Großenkneten - Ein in der Gemeinde lebendes Artisten-Paar vorweisen kann nicht jede Kommune. Die Gemeinde Großenkneten ist da besser aufgestellt. Die Trapezkünstler Lisa Rinne und Andreas Bartl leben und wohnen hier. Spätestens seit dem Corona-Sommer 2020 sind die Akrobaten bestens in der Gemeinde bekannt. Als „Circus Unartiq“ begeisterten sie auf einem Trapez in 8,50 Meter Höhe mit Show, Artistik und vielen optischen Überraschungen. Die Corona-Pause nutzte das Paar auch diesmal kreativ.. Es entstand das Unterhaltungsprogramm „Spielart – Kulturfest op de Geest“, eine Gemeinschaftsaktion der Künstler, unterstützt von Gemeinden und Landkreis sowie vielen weiteren Förderern. Neben der Akrobatik kommen dabei auch Kabarett und Musik nicht zu kurz.
Premiere gelungen
Für Großenknetens Bürgervereins-Vorsitzenden Rainer Kues war es eine besondere Ehre, die Premiere der Kulturfest-Reihe, die am Sonnabend 220 Besucher in den Bürgerpark lockte, zu eröffnen.

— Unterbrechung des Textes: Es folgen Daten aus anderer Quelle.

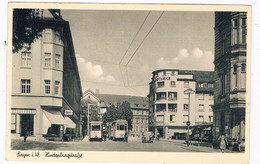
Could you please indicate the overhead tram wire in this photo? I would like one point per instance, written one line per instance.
(134, 37)
(141, 45)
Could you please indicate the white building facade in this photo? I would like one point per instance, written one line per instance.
(169, 105)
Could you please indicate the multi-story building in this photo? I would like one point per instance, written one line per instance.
(230, 65)
(139, 107)
(46, 88)
(169, 104)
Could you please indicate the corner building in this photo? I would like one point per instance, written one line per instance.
(46, 88)
(230, 65)
(168, 103)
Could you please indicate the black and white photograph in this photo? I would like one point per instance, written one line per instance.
(129, 80)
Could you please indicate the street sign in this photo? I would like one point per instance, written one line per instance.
(68, 112)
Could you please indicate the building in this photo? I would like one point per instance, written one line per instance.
(169, 105)
(230, 65)
(46, 87)
(139, 107)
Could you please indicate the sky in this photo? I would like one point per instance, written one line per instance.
(117, 51)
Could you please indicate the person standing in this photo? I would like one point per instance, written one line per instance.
(223, 142)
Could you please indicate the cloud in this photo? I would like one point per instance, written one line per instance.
(196, 59)
(92, 72)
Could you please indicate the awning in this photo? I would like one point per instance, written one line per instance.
(71, 124)
(55, 117)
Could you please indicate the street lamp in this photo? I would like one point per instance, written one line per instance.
(188, 91)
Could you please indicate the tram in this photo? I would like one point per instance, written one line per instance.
(96, 131)
(117, 129)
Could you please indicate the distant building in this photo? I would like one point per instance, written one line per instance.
(230, 65)
(139, 107)
(169, 105)
(46, 88)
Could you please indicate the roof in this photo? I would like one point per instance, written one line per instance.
(135, 101)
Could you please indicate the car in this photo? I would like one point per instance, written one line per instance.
(147, 137)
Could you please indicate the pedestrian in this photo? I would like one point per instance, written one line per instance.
(126, 136)
(223, 142)
(238, 141)
(25, 134)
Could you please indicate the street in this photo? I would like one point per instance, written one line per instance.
(134, 144)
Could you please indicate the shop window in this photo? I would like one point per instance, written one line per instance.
(47, 60)
(47, 86)
(186, 84)
(26, 86)
(172, 96)
(26, 58)
(160, 84)
(172, 118)
(172, 107)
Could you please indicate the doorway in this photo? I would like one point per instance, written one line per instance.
(27, 124)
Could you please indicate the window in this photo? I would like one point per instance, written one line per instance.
(235, 32)
(26, 86)
(173, 84)
(57, 87)
(201, 107)
(185, 107)
(201, 118)
(210, 85)
(201, 96)
(47, 86)
(159, 118)
(244, 33)
(161, 95)
(172, 96)
(172, 118)
(13, 123)
(201, 85)
(210, 118)
(26, 59)
(164, 73)
(47, 60)
(223, 84)
(172, 107)
(47, 35)
(185, 118)
(57, 61)
(160, 107)
(160, 84)
(243, 68)
(186, 84)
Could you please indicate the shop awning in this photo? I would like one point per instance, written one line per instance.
(55, 117)
(71, 124)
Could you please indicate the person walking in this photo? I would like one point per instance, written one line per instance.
(238, 142)
(223, 142)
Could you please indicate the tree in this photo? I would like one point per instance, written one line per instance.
(26, 28)
(121, 111)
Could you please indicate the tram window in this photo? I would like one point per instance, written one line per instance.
(95, 127)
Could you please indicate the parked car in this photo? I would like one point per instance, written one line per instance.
(147, 137)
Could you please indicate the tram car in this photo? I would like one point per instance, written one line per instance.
(96, 130)
(117, 129)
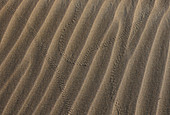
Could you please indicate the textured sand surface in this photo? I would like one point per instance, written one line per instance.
(84, 57)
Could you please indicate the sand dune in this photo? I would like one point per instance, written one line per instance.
(84, 57)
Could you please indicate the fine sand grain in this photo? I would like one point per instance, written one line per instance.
(85, 57)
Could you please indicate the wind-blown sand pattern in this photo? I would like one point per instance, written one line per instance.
(85, 57)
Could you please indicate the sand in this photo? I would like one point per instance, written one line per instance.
(84, 57)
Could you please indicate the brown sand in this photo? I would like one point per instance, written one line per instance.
(84, 57)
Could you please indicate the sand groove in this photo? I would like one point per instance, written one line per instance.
(84, 57)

Kaum waren die Zuschauer begrüßt, da machte sich das norddeutsche Klappmaul „Werner Momsen“ auf der Bühne breit. Zusammen mit Kabarettist und Tausendsassa Henning Kothe strapazierte „Momsen“, die Zwerchfelle des Publikums. Einzige Sorge der Puppe war es, wie man die sitzenden Zuschauer möglichst schnell außer Rand und Band bringen könne. Die zwei Welten musikalischen Erlebens prallten im Duell vom Tenor und Kabarettist aufeinander. Sehr zum Gefallen des Publikums, das nicht mit Beifall sparte.
Sehenswerte Akrobatik
Ein weiterer Höhepunkt waren dann Lisa Rinne und Andreas Bartl. Auf einem Trapez in 8,50 Meter Höhe trotzten sie der Schwerelosigkeit, jonglierten, sausten im Wechsel in die schwindelerregende Höhe und lieferten dabei ein besonderes Spiel ab, in dem Andreas immer wieder versuchte, seiner Linda einen Blumenstrauß im Burgturm zu überreichen. Eine sehenswerte Shownummer.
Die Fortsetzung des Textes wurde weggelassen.